Family and friends can help an individual seeking recovery from substance abuse by not enabling the person. Enabling is acting in ways that essentially help or encourage the person to maintain their habit of drinking or getting high. For instance, a woman whose husband routinely drinks too much might call in sick for him when he is too drunk to go to work. That’s enabling. Likewise, family members or friends might give an addict money which is used to buy drugs, because they’re either sorry for him or afraid of him. That’s enabling also. When family and friends participate in the recovery program, they learn how to stop enabling. If they act on what they’ve learned, the recovering substance abuser is much less likely to relapse into drinking or taking drugs.
When helping a loved one recover from a psychiatric condition family and friends should be calm and understanding, rather than frightened or critical. They should be warm and open, rather than cool or cautious. Although it is fine to ask the person matter-of-factly about the psychiatric treatment, that shouldn’t be the only focus of conversation.
If someone you know appears to have a substance abuse problem or symptoms of a psychiatric disorder encourage the person to acknowledge the problems and seek help for themselves.

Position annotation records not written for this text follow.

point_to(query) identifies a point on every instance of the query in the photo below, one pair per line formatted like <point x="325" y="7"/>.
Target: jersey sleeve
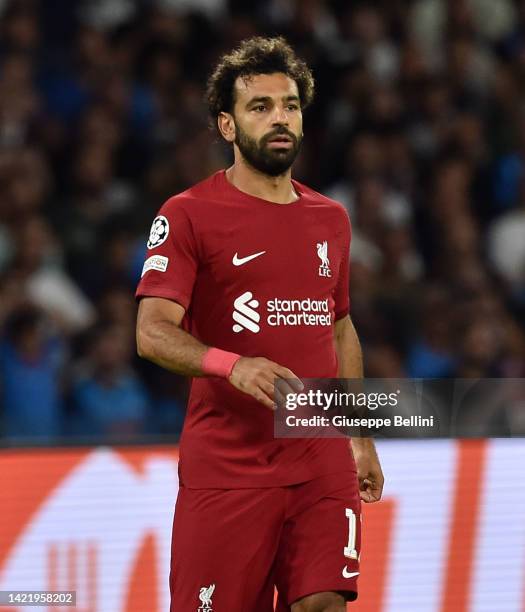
<point x="342" y="290"/>
<point x="171" y="263"/>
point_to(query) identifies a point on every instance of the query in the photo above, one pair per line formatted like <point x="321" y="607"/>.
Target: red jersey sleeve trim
<point x="342" y="313"/>
<point x="169" y="294"/>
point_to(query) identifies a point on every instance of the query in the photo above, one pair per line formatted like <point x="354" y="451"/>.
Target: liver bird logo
<point x="205" y="597"/>
<point x="322" y="252"/>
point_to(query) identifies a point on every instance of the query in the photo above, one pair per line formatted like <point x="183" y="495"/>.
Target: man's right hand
<point x="256" y="375"/>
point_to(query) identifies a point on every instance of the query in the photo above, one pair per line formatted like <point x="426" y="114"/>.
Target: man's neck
<point x="278" y="189"/>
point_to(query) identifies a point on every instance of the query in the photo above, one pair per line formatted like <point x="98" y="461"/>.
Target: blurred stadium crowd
<point x="418" y="129"/>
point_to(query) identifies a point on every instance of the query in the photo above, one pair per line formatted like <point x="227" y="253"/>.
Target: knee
<point x="320" y="602"/>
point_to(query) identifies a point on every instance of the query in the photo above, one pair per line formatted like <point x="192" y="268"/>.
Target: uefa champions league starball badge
<point x="160" y="229"/>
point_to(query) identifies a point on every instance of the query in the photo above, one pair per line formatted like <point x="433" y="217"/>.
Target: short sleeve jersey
<point x="263" y="280"/>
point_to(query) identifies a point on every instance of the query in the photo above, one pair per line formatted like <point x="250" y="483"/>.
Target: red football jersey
<point x="263" y="280"/>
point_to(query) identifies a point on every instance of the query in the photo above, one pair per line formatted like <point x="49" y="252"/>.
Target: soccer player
<point x="239" y="270"/>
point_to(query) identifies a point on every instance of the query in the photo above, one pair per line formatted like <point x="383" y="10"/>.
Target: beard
<point x="267" y="160"/>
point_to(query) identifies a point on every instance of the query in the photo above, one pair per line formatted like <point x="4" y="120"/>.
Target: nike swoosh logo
<point x="239" y="261"/>
<point x="347" y="574"/>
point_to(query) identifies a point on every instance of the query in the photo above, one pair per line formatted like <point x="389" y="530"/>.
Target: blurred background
<point x="418" y="128"/>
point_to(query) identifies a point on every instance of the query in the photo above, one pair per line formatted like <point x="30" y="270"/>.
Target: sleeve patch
<point x="155" y="262"/>
<point x="160" y="229"/>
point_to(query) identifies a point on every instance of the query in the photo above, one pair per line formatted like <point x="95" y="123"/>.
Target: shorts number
<point x="349" y="551"/>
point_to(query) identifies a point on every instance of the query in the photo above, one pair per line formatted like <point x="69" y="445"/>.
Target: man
<point x="226" y="258"/>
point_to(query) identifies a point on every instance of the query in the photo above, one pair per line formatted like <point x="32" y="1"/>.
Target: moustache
<point x="280" y="132"/>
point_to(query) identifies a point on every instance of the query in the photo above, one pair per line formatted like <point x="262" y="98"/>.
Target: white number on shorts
<point x="349" y="551"/>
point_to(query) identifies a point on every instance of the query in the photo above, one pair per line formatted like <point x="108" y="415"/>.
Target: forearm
<point x="172" y="348"/>
<point x="348" y="348"/>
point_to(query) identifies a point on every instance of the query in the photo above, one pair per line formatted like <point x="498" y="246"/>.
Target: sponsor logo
<point x="239" y="261"/>
<point x="279" y="312"/>
<point x="205" y="595"/>
<point x="244" y="313"/>
<point x="160" y="228"/>
<point x="347" y="574"/>
<point x="322" y="253"/>
<point x="155" y="262"/>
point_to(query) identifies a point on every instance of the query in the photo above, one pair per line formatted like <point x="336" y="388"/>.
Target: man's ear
<point x="226" y="126"/>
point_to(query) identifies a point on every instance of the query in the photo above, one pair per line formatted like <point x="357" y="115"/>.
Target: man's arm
<point x="161" y="340"/>
<point x="350" y="360"/>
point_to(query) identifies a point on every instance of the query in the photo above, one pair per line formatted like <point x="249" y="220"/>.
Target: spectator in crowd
<point x="108" y="397"/>
<point x="32" y="357"/>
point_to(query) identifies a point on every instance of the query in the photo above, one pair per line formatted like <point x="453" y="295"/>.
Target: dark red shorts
<point x="231" y="547"/>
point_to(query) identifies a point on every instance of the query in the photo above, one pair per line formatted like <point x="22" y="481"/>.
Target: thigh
<point x="321" y="539"/>
<point x="224" y="545"/>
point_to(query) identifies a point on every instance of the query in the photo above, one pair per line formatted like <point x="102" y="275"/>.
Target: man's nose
<point x="280" y="116"/>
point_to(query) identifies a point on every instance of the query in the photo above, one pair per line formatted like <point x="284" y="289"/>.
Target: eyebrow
<point x="289" y="98"/>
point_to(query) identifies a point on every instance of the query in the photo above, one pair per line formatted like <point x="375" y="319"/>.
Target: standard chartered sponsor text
<point x="298" y="312"/>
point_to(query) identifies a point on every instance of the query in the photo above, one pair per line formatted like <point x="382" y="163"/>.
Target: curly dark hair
<point x="256" y="55"/>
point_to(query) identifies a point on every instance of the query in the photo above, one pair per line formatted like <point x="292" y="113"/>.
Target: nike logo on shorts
<point x="347" y="574"/>
<point x="239" y="261"/>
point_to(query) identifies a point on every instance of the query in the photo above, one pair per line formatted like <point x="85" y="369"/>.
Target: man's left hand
<point x="369" y="472"/>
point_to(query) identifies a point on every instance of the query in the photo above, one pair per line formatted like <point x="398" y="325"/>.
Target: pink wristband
<point x="217" y="362"/>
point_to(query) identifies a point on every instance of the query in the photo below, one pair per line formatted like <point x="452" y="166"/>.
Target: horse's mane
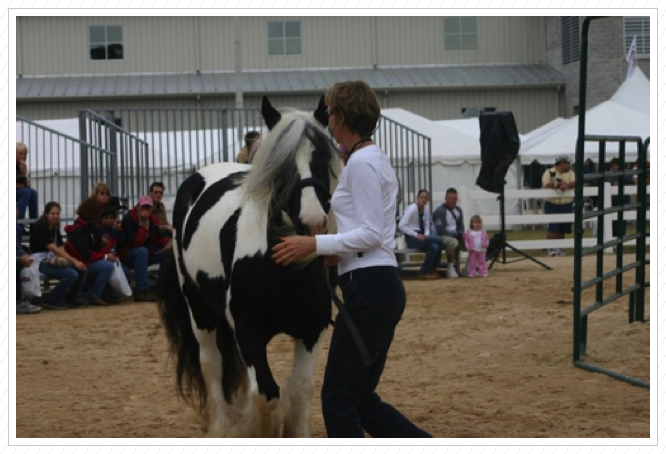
<point x="275" y="162"/>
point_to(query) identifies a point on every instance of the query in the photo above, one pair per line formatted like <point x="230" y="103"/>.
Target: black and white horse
<point x="225" y="298"/>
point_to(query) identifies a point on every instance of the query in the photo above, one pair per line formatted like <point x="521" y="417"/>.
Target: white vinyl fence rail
<point x="493" y="222"/>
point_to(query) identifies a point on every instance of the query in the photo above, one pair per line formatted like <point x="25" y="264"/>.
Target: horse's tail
<point x="175" y="316"/>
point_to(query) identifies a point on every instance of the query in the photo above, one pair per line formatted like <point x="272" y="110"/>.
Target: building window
<point x="473" y="112"/>
<point x="570" y="39"/>
<point x="106" y="42"/>
<point x="284" y="38"/>
<point x="460" y="33"/>
<point x="640" y="28"/>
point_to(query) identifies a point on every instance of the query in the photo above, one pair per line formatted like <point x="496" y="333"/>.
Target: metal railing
<point x="637" y="289"/>
<point x="123" y="164"/>
<point x="54" y="165"/>
<point x="181" y="141"/>
<point x="410" y="153"/>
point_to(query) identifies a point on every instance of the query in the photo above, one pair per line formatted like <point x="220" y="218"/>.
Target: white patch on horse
<point x="253" y="223"/>
<point x="214" y="419"/>
<point x="204" y="252"/>
<point x="311" y="210"/>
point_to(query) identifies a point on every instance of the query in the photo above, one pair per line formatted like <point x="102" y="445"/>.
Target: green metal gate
<point x="636" y="290"/>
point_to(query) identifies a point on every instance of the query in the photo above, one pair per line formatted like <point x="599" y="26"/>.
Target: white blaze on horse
<point x="225" y="298"/>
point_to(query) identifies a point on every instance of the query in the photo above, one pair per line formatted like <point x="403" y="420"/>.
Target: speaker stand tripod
<point x="505" y="244"/>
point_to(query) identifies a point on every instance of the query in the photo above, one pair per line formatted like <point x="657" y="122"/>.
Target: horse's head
<point x="298" y="161"/>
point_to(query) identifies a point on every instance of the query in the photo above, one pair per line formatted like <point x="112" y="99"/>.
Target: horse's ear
<point x="320" y="112"/>
<point x="271" y="116"/>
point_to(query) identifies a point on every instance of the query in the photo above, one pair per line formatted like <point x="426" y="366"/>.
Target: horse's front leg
<point x="298" y="396"/>
<point x="214" y="422"/>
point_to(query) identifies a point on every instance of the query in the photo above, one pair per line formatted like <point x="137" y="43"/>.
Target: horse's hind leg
<point x="258" y="415"/>
<point x="214" y="422"/>
<point x="297" y="399"/>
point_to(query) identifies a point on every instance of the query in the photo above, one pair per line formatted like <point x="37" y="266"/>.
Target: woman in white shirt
<point x="364" y="204"/>
<point x="416" y="224"/>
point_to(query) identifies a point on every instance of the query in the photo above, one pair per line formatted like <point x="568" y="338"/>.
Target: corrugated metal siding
<point x="531" y="108"/>
<point x="59" y="45"/>
<point x="59" y="110"/>
<point x="420" y="40"/>
<point x="445" y="77"/>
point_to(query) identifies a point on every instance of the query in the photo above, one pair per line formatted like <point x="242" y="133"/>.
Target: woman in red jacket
<point x="144" y="245"/>
<point x="85" y="244"/>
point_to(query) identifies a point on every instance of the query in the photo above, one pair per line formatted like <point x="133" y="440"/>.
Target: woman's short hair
<point x="100" y="186"/>
<point x="358" y="103"/>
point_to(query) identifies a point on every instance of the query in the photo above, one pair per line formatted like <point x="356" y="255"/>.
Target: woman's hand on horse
<point x="293" y="248"/>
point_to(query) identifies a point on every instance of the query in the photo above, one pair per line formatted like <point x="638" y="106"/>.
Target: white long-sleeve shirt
<point x="364" y="205"/>
<point x="409" y="223"/>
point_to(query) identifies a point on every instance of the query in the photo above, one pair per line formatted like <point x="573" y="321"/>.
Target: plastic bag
<point x="30" y="287"/>
<point x="118" y="281"/>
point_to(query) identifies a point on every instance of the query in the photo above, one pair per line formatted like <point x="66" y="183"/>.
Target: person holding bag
<point x="47" y="248"/>
<point x="23" y="260"/>
<point x="85" y="244"/>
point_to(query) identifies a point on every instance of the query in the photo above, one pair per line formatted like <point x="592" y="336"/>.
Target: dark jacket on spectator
<point x="116" y="237"/>
<point x="138" y="236"/>
<point x="84" y="242"/>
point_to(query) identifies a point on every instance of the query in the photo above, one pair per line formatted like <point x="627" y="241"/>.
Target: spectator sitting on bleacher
<point x="114" y="238"/>
<point x="448" y="220"/>
<point x="23" y="260"/>
<point x="85" y="243"/>
<point x="145" y="242"/>
<point x="99" y="200"/>
<point x="47" y="248"/>
<point x="26" y="197"/>
<point x="416" y="224"/>
<point x="156" y="192"/>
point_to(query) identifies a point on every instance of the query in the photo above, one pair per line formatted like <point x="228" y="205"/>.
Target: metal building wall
<point x="59" y="45"/>
<point x="531" y="107"/>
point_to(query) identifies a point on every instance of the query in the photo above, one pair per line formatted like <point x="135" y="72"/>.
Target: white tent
<point x="456" y="158"/>
<point x="625" y="114"/>
<point x="634" y="92"/>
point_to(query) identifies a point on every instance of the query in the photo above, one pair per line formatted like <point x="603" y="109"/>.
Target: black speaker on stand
<point x="499" y="148"/>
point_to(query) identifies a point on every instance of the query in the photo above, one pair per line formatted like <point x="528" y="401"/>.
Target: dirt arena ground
<point x="472" y="358"/>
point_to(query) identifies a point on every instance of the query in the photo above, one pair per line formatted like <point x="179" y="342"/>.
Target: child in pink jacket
<point x="476" y="242"/>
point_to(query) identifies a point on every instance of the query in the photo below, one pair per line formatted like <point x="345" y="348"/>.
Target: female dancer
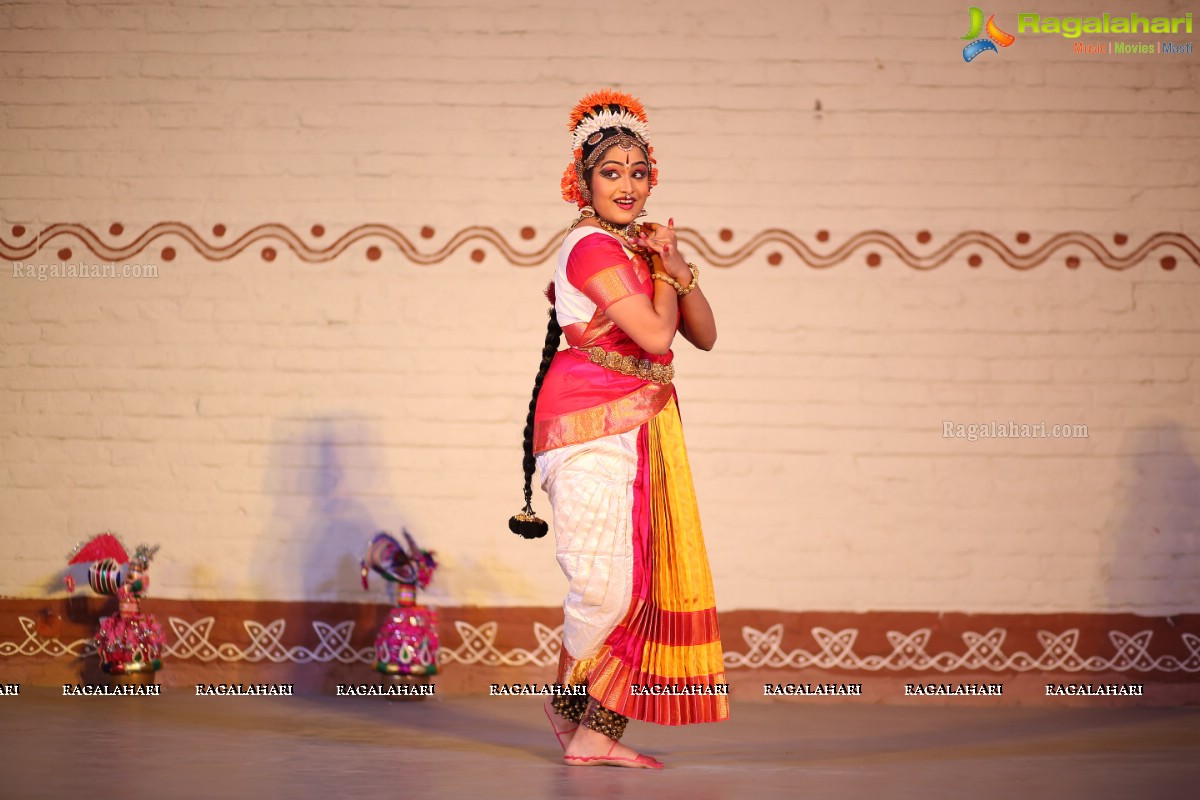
<point x="604" y="431"/>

Suggest a professional evaluation with a licensed physician, preferably at a medical center that’s equipped to treat addiction problems and psychiatric conditions. If the person is reluctant to do the legwork themselves assist them in finding a facility and making the appointment. Offer to go with the person; a little encouragement may be all it takes. If you talk to the physician first, be honest and candid about the troubling behavior. Your input may give the doctor valuable diagnostic clues.
As a relative or friend, you can play an important role in encouraging a person to seek professional diagnosis and treatment. By learning about dual diagnosis, you can help this person find and stick with an effective recovery program. The more you know about dual diagnosis, the more you will see how substance abuse can go hand-in-hand with another psychiatric condition. As with any illness, a person with dual diagnosis or co-occurring disorders can improve once proper care is given. By seeking out information, you can learn to recognize the signs and symptoms of dual diagnosis – and help someone live a healthier or more fulfilling life.